Segundo o documento da PGR, também ocorreu mediante pagamento de propina. As duas iniciativas teriam beneficiado diretamente as empresas de Constantino, pois os dois maiores gastos do grupo são justamente pessoal e combustível.

Outro lado
Ao Metrópoles, o ex-governador afirmou desconhecer qualquer das irregularidades atribuídas a ele pela PGR ou por Funaro. “Eu ainda não vi nenhum documento, não recebi nada. Vocês [imprensa] ficam sabendo das coisas antes da gente. No entanto, a acusação é ainda mais absurda porque eu não estava na Câmara Federal, portanto, não tinha como atuar em nenhuma MP. Sobre redução de imposto, isso não é atribuição de vice-governador”, afirmou Filippelli.

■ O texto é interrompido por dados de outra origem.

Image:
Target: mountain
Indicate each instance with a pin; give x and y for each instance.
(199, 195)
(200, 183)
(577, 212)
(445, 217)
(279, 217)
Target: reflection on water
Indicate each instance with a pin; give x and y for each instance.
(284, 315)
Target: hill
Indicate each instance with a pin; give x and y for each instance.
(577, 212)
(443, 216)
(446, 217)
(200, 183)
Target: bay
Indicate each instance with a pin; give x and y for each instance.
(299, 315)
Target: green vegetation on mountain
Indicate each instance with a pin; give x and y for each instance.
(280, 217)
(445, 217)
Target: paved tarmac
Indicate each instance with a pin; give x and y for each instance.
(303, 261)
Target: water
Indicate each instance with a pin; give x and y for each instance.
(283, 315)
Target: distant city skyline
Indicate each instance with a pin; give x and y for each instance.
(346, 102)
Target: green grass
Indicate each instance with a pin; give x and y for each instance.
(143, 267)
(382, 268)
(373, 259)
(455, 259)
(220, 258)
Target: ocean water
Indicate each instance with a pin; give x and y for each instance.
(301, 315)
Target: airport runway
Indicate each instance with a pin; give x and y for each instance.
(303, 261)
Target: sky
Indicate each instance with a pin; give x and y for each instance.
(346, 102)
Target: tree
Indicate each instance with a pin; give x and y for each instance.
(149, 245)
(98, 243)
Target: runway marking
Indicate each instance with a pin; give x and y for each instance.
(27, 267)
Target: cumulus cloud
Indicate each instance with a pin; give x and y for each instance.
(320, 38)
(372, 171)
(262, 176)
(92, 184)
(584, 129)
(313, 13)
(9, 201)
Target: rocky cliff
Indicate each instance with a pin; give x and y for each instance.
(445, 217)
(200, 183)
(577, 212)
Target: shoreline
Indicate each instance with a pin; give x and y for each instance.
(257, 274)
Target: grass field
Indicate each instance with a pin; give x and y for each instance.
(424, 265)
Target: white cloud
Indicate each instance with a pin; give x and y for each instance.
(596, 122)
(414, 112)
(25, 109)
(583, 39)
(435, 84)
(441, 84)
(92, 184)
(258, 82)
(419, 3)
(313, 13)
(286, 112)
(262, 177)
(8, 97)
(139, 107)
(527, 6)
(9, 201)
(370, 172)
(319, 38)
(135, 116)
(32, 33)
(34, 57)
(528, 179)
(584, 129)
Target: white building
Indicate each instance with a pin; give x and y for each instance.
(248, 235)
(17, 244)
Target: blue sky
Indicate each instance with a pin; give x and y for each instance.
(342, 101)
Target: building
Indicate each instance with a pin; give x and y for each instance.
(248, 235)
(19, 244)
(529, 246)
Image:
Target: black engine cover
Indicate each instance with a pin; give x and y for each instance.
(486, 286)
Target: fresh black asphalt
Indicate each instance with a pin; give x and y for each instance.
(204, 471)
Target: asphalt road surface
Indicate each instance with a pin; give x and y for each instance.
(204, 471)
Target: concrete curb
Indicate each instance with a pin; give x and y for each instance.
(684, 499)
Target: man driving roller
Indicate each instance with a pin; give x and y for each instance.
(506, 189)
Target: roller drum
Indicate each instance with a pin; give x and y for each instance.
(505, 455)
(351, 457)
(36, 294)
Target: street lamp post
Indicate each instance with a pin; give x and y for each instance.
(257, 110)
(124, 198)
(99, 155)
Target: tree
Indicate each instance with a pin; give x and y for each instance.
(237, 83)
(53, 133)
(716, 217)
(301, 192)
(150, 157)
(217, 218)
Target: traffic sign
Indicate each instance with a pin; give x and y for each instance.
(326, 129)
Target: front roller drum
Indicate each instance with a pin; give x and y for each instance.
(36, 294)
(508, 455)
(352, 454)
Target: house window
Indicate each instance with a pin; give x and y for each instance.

A assessoria de imprensa do MPDFT informou que o órgão ainda não recebeu os anexos da delação de Funaro. Somente quando os documentos chegarem ao órgão será feita a análise sobre a pertinência de investigá-lo via procuradoria.

Panatenaico
Esse é mais um baque que Filippelli sofre às vésperas da campanha eleitoral. Presidente do MDB-DF e pré-candidato a deputado federal, o político tornou-se réu, ao lado de outras 11 pessoas, na Operação Panatenaico.

Em 25 de abril, a juíza Pollyana Kelly Maciel Medeiros Martins Alves, da 12ª Vara da Justiça Federal no DF, acatou denúncia do Ministério Público Federal (MPF-DF) contra 12 investigados. Entre eles, estão os ex-governadores José Roberto Arruda (PR) e Agnelo Queiroz (PT), além de Filippelli.

Eles vão responder por organização criminosa, corrupção passiva, corrupção ativa, lavagem de dinheiro e fraude a licitação por supostos desvios na obra de construção do Estádio Nacional de Brasília Mané Garrincha.